Pour que la finance durable fonctionne, nous aurons besoin d’une planification centrale


L’écrivain est économiste politique à l’Université de Duisburg-Essen

Le Saint Graal de la finance durable consiste à trouver comment distinguer les investissements durables des investissements non durables. Faites les choses correctement, et les secteurs public et privé ont un guide pour leur prise de décision. Si vous vous trompez, tout en aval devient aléatoire.

La nouvelle stratégie de finance durable de l’UE et le Green Bond Standard montrent les enjeux. Leur objectif est clair : contribuer à la création du premier continent climatiquement neutre d’ici 2050. Mais la manière dont la durabilité est définie déterminera si de tels projets réussissent ou échouent.

De nombreuses définitions crédibles de la durabilité ont été élaborées au cours de la dernière décennie, mais elles ont tendance à se concentrer sur les résultats au niveau du système tels que les émissions nationales de CO2 ou les résultats en matière de santé et d’alphabétisation à l’échelle de la société. Ce qu’il faut à la place, c’est une classification au niveau des investissements : comment les investissements avec de bons impacts au niveau du système peuvent-ils être séparés de ceux avec de mauvais ?

Comme je l’ai conclu des recherches que j’ai menées pour l’Académie royale des sciences de Belgique et la SFPI-FPIM, le fonds souverain du pays, cela ne peut être réalisé qu’avec un certain degré de planification centrale. Toute autre approche échoue.

L’analyse projet par projet, par exemple, est une impasse. Les investissements dans le secteur chimique traditionnellement fort de la Belgique sont-ils durables ? Cela dépendrait de facteurs tels que les futures sources de matières premières, les approvisionnements en énergie renouvelable ou la manière dont les entreprises et les consommateurs utilisent et recyclent leurs produits. La durabilité des investissements dans les véhicules électriques, quant à elle, dépend des décisions d’urbanisme, des investissements dans les transports publics et de l’avenir du télétravail. Bref, tout l’écosystème compte.

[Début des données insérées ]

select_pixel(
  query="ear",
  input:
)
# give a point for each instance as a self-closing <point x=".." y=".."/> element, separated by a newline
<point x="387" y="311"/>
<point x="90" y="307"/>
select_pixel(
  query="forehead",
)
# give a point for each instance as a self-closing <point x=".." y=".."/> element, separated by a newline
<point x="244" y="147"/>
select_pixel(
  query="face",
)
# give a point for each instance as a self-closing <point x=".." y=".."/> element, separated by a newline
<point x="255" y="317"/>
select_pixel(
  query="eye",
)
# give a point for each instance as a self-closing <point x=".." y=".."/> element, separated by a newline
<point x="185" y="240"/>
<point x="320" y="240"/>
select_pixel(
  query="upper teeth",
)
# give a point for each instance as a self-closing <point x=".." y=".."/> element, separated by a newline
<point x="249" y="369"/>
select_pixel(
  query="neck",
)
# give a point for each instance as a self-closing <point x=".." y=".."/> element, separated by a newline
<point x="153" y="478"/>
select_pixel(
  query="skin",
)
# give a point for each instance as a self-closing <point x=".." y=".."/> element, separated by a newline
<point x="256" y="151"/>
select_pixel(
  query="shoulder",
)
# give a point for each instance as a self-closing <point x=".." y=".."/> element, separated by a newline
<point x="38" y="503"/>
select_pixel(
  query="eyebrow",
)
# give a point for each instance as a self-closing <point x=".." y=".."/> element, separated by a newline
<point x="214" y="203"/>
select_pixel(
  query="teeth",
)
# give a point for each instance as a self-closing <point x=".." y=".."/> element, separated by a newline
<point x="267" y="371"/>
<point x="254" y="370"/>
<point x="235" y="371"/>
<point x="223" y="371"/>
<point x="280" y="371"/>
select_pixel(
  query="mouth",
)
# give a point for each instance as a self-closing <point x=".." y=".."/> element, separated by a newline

S’appuyer sur le marché peut sembler être un meilleur pari. Si les émissions de gaz à effet de serre et autres externalités étaient déclarées avec précision, et leurs coûts taxés, les variations de prix pourraient montrer quels investissements sont (ou ne sont pas) durables. Ici, le rôle de la finance durable serait d’aider les investisseurs à anticiper ces changements. Des techniques de tarification fictive pertinentes ont été mises au point par des sociétés comme Puma et Kering.

À y regarder de plus près, cependant, cette approche s’avère également insuffisante. La lutte contre le changement climatique nécessite de transformer au moins cinq systèmes d’approvisionnement : l’énergie, les transports, les bâtiments, l’industrie et l’agriculture. Le mécanisme des prix peine à coordonner une transformation rapide à cette échelle.

Pour voir comment, considérons que les économies de marché ont existé à travers l’histoire. Beaucoup – notamment la Chine à la fin de la dynastie Song – ont eu les technologies nécessaires à une révolution industrielle. Mais une seule fois, dans la Grande-Bretagne des XVIIIe et XIXe siècles, la transformation de l’énergie en charbon, des transports en chemins de fer et de l’industrie en vapeur a eu lieu via la coordination des investissements sur le marché, sans une poussée délibérée d’en haut. Ces chances ne sont pas assez bonnes. Nous avons besoin de ces transformations et nous en avons besoin maintenant.

Quelle est l’alternative ? Au lieu d’attendre que le marché parle, un organisme de planification – dont la composition et la responsabilité nécessitent un examen attentif – devrait formuler des plans pour chacun des cinq systèmes, qui devraient ensuite être traduits en critères au niveau du projet pour des investissements durables.

La stratégie de finance durable de l’UE représente cette approche sous une forme embryonnaire. Son cœur est une taxonomie : une liste de critères auxquels les activités individuelles, telles que la production d’électricité ou la construction, doivent répondre pour être considérées comme durables. Convenablement développé, il pourrait être un instrument efficace.

Même à son meilleur, cette approche n’est pas sans faille. Il fera inévitablement fausse route, à la fois en raison d’une connaissance imparfaite et parce que l’avenir est intrinsèquement incertain. Mais il n’y a pas de méthode parfaite : ce dont nous avons besoin, c’est d’une méthode qui permette l’expérimentation et l’apprentissage à grande échelle et à grande vitesse. Aujourd’hui, le plus grand danger est une prise de risque trop faible.